No obstante, entendemos que el número de sujetos de los estudios era
siempre bajo, salvo un caso donde se incluyeron mas de 160 sujetos.
Entendemos que la aparición de efectos secundarios adversos sigue siendo
excesivamente alta, así como el efecto placebo. Que no existen todavía
estudios que evalúen a largo plazo la administración de este tipo de
fármacos. De toda la bibliografía que hemos consultado, curiosamente, la
información de mejor calidad referida a la administración a largo plazo
de Risperidona (pero
inyectada, no por vía oral) es un caso clínico documentado por el Dr.
José Manuel López y colaboradores (Lo incluimos en la sección de anexos
para su descarga).
Nos sigue preocupando mucho la carencia de estudios sobre los efectos
que este tipo de medicamentos generan en el desarrollo del cerebro y del
sistema nervioso de los niños cuando la administración de este tipo de
fármacos se inicia en la infancia y se prolonga por mucho tiempo. Aunque
muchos de los fármacos que se administran a la población pediátrica, no
están recomendados antes de los 6 años de edad, se administran a partir
de los 3 años. Tenemos constancia de que esta situación es así, y que
muchos médicos restan importancia al hecho de que el niño tome este tipo
de fármacos. Entendemos que, tal y como se hacía constar en elartículo que publicamos ayer,
el “Uso racional del medicamento” parece haber dejado de ser el
objetivo principal. El hecho de que desde determinadas consultas se
pretenda resolver una situación conductual o de desorden sensorial
basándose única y exclusivamente en la administración de fármacos,
creemos que es un error. Si un niño con autismo recibe terapia y sus
conductas mejoran sin recibir ningún tipo de medicación y otro niño que
sí recibe medicación pero no terapia, no muestra los avances esperados
pero está “tranquilo” o sus conductas indeseadas, disminuyen, hasta que
se le retira la medicación. Entonces ¿Es el medicamento la solución?

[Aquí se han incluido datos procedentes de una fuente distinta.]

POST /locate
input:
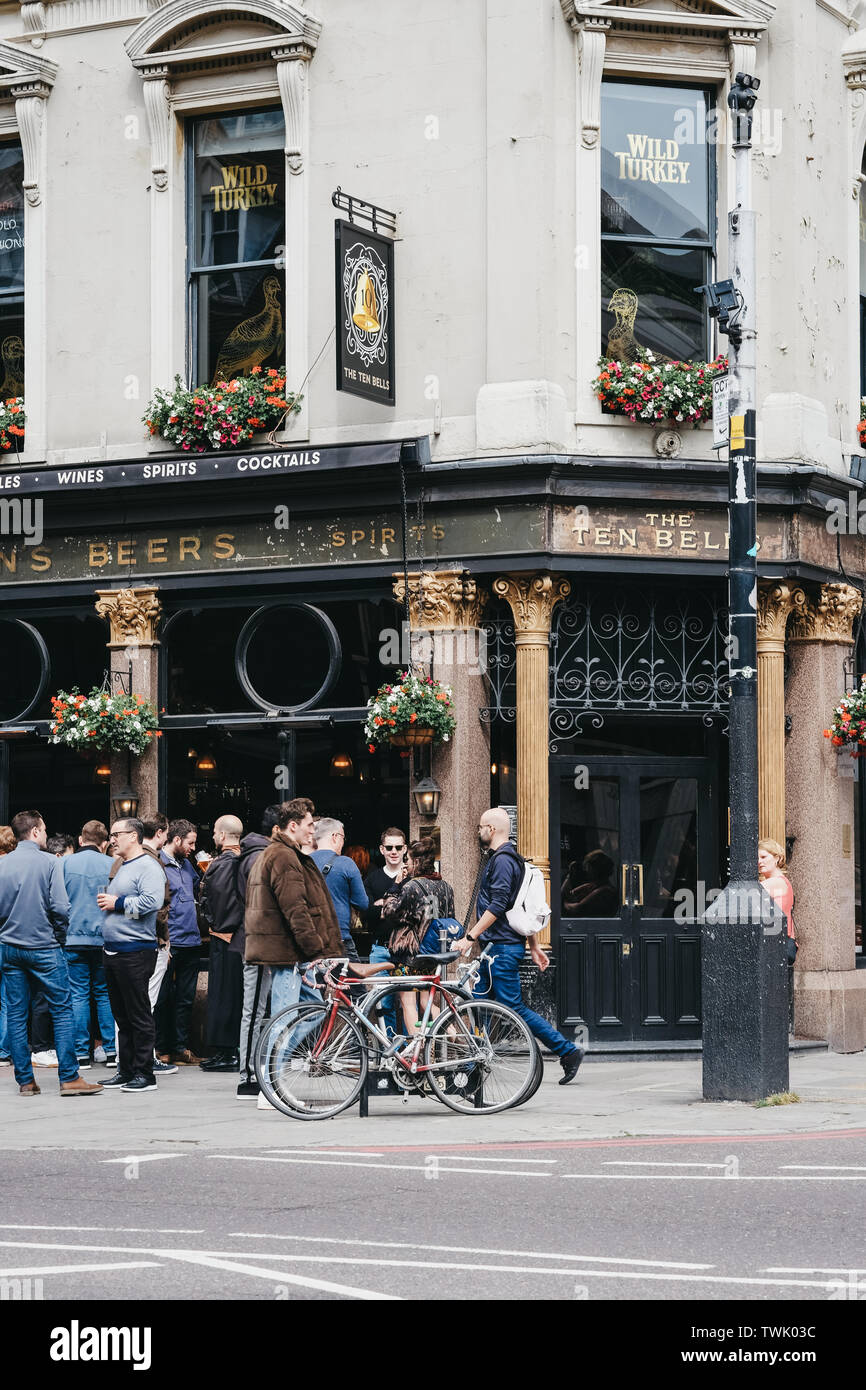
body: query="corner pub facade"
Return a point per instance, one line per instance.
(570, 565)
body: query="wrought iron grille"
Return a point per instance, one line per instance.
(623, 649)
(620, 649)
(501, 670)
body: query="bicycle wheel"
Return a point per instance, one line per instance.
(312, 1062)
(483, 1058)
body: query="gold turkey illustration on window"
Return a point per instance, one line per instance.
(622, 344)
(11, 356)
(253, 339)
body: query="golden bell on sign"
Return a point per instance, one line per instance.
(366, 314)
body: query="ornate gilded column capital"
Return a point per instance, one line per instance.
(827, 615)
(531, 599)
(132, 613)
(441, 598)
(776, 602)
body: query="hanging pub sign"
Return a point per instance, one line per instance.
(364, 313)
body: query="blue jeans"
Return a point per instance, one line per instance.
(389, 1007)
(49, 968)
(288, 987)
(506, 990)
(86, 972)
(4, 1050)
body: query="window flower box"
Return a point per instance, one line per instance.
(223, 416)
(656, 392)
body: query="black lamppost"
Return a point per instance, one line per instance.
(742, 952)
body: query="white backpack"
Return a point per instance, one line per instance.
(530, 912)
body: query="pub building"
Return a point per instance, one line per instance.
(560, 180)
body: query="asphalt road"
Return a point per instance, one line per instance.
(660, 1219)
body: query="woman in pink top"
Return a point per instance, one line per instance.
(770, 863)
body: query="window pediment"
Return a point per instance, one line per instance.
(22, 72)
(684, 15)
(186, 35)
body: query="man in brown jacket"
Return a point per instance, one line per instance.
(289, 913)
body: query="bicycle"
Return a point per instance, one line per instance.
(476, 1055)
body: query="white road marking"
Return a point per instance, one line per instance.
(228, 1261)
(141, 1158)
(132, 1230)
(27, 1271)
(391, 1168)
(464, 1250)
(327, 1153)
(826, 1168)
(278, 1276)
(648, 1162)
(712, 1178)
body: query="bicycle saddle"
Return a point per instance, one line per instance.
(362, 970)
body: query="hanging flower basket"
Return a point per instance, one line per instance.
(848, 729)
(11, 423)
(414, 737)
(120, 723)
(651, 392)
(410, 710)
(221, 416)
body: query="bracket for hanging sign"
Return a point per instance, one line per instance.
(378, 217)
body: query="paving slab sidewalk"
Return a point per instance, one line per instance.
(610, 1100)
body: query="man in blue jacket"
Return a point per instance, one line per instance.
(498, 891)
(178, 990)
(342, 876)
(34, 916)
(129, 933)
(84, 873)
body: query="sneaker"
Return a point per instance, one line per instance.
(141, 1083)
(79, 1087)
(185, 1058)
(570, 1062)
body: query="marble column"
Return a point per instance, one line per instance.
(774, 605)
(445, 638)
(830, 994)
(533, 599)
(134, 616)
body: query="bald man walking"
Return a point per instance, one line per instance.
(496, 894)
(221, 908)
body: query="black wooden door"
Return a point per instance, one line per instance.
(631, 861)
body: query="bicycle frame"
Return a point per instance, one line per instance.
(396, 1048)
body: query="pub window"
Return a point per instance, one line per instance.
(237, 234)
(11, 271)
(862, 245)
(658, 220)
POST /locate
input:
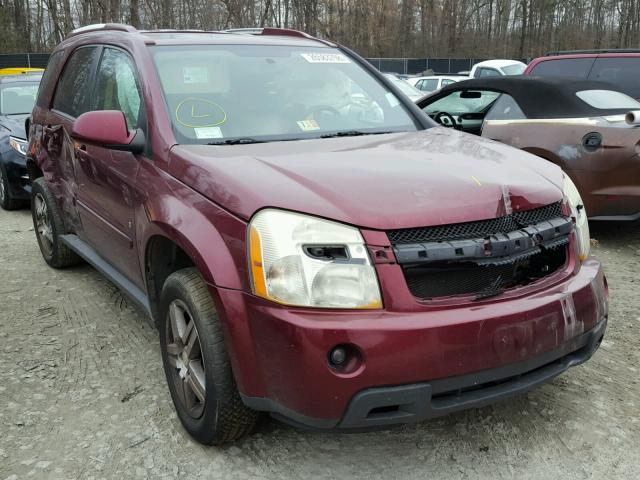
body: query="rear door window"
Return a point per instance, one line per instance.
(48, 79)
(564, 67)
(623, 72)
(72, 95)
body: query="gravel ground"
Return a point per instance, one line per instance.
(83, 395)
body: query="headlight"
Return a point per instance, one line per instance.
(18, 145)
(301, 260)
(579, 215)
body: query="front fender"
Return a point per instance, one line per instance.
(212, 237)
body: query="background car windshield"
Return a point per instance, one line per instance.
(428, 84)
(515, 69)
(608, 99)
(454, 103)
(219, 92)
(17, 97)
(409, 90)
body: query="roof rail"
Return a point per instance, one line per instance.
(594, 51)
(245, 31)
(102, 26)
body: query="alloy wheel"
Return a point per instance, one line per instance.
(2, 192)
(185, 357)
(43, 224)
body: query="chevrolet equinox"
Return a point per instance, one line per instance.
(307, 241)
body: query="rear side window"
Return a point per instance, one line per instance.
(428, 84)
(48, 79)
(608, 100)
(624, 73)
(72, 95)
(564, 67)
(487, 72)
(505, 108)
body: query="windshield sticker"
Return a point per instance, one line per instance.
(195, 75)
(197, 112)
(325, 58)
(308, 125)
(391, 98)
(208, 132)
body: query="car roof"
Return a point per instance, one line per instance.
(499, 63)
(614, 52)
(248, 36)
(20, 77)
(541, 97)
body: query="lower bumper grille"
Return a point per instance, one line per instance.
(483, 258)
(468, 278)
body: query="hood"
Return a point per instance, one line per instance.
(399, 180)
(14, 124)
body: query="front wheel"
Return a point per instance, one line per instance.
(196, 363)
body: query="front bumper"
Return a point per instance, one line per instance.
(414, 364)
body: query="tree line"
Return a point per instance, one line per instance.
(373, 28)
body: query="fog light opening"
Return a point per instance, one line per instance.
(338, 356)
(344, 358)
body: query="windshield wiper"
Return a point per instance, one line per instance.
(351, 133)
(236, 141)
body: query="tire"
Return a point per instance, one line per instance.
(198, 370)
(48, 225)
(7, 202)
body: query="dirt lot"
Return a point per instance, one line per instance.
(82, 395)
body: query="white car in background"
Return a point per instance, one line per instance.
(497, 68)
(434, 82)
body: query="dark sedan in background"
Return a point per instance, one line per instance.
(17, 97)
(579, 125)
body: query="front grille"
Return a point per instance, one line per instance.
(479, 229)
(481, 275)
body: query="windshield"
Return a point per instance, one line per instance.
(608, 100)
(217, 93)
(19, 97)
(515, 69)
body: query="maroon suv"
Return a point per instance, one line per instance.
(307, 241)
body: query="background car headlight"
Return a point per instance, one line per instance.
(579, 214)
(307, 261)
(18, 145)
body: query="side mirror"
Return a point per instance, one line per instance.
(108, 128)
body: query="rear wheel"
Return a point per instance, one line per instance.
(197, 365)
(7, 202)
(48, 224)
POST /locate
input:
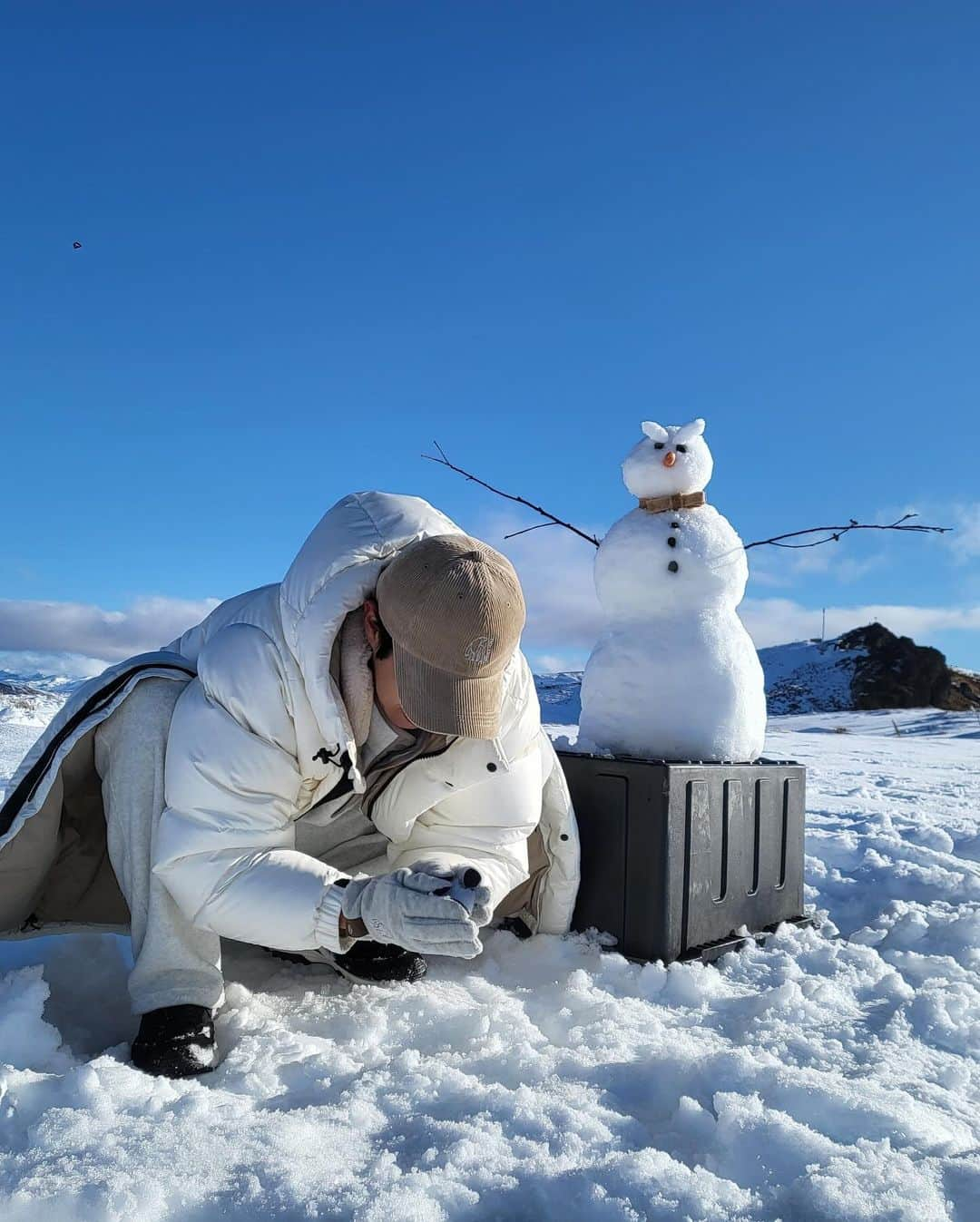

¿Son las terapias la solución? ¿Sirve el medicamento como un coadyuvante
para la terapia en casos graves? Desde nuestra postura entendemos que
el medicamento debe de ser usado bajo un riguroso y estricto control
médico y solo como un coadyuvante para la terapia, y que debe de tener
una fecha de caducidad.
Es la reflexión que entendemos debe de realizarse no desde las familias, sino desde el lado de la medicina.